Luego, esa opinión que grabo en vídeo, la subo a uno de los canales que tengo en YouTube y la viralizo en la medida de mis posibilidades.

Por supuesto yo no le digo a quien habla de mi lo que tiene que decir, puede ser bueno o malo. Si es bueno, lo subo; si es malo (algo que no ha ocurrido hasta ahora, afortunadamente, aunque no descarto que pueda suceder en cualquier momento), no lo subo.

El proceso para lograr que hablen de ti es sencillo. Durante la charla comentas que al terminar vas a pedirles que den su opinión sobre tu trabajo. Cuando acabas se lo recuerdas y les pides que hagan algún comentario a cámara para subirlo a las redes. En ocasiones no les apetece hacerlo y no hay que presionarles. Los que te interesan son los que sí están deseando dar su opinión porque han salido muy contentos de tu trabajo o, simplemente, porque quieren que les graben.
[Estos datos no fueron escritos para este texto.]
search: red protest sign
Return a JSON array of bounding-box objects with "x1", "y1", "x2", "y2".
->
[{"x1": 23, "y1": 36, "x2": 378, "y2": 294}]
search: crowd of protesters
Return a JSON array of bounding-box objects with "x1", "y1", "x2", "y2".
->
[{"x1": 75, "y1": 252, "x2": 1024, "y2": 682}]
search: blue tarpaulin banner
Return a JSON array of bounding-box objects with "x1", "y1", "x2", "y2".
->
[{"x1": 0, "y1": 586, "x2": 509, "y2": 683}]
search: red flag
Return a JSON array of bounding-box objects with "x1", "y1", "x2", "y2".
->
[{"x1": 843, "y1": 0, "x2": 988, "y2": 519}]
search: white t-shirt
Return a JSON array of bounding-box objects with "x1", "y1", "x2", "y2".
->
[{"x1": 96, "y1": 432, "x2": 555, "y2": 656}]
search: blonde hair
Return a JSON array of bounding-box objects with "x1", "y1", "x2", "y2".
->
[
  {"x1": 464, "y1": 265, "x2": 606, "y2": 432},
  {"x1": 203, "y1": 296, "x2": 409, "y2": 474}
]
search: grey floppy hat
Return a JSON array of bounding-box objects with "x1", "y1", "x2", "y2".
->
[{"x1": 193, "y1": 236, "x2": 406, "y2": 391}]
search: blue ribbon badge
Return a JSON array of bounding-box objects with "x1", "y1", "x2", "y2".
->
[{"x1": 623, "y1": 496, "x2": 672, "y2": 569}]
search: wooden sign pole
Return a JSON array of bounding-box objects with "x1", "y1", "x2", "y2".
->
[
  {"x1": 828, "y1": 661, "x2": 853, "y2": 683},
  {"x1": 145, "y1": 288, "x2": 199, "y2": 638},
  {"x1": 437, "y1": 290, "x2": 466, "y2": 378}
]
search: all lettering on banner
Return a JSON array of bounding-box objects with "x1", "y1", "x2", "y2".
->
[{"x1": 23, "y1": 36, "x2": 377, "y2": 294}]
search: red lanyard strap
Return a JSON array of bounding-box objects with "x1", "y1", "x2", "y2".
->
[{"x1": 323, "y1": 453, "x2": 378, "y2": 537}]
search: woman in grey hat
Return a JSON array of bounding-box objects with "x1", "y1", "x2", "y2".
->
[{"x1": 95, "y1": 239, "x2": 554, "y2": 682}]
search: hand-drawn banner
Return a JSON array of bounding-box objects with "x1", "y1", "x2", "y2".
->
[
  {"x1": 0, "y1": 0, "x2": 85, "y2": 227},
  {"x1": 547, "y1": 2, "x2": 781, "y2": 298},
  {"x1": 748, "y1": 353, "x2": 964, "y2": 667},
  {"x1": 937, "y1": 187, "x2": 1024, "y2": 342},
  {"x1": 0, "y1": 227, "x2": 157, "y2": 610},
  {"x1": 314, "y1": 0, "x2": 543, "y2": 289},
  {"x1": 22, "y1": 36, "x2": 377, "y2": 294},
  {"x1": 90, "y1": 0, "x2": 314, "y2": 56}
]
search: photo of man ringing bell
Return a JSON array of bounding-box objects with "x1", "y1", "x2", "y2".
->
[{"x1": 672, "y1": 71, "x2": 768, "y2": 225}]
Como muestra un botón. Hace unas semanas impartí un curso en San Francisco, California, a emprendedores españoles que están allí intentando conseguir contactos y financiación para sus proyectos. Se trataba de mostrarles el camino para que logren presencia en los medios de comunicación de Estados Unidos con mucho impacto y a bajo o nulo coste.

Al final de mi trabajo pedí que alguno de ellos diese su opinión. Voy a poner dos o tres ejemplos, no más, aunque grabé a una decena de personas. El primero fue el director del Spain Tech Center, organismo que organizó el seminario que impartí. Los otros fueron dos de los asistentes. Había más gente, y saqué otras opiniones. Estas opiniones de vez en cuando las cuelgo en mis redes sociales; muy de vez en cuando para no cansar.

Una vez que lo tienes, lo distribuyes en tus redes. Es más, si algún posible cliente te pide un presupuesto, puedes enviarle los enlaces de estas declaraciones o de otras para que vean lo que la gente opina sobre tu trabajo. Te ayudará a conseguir ese cliente, porque pocas cosas hay tan efectivas para atraer a un cliente como ver a alguien recomendando tu trabajo.
Ya sabes, ahora solo tienes que ponerte en marcha.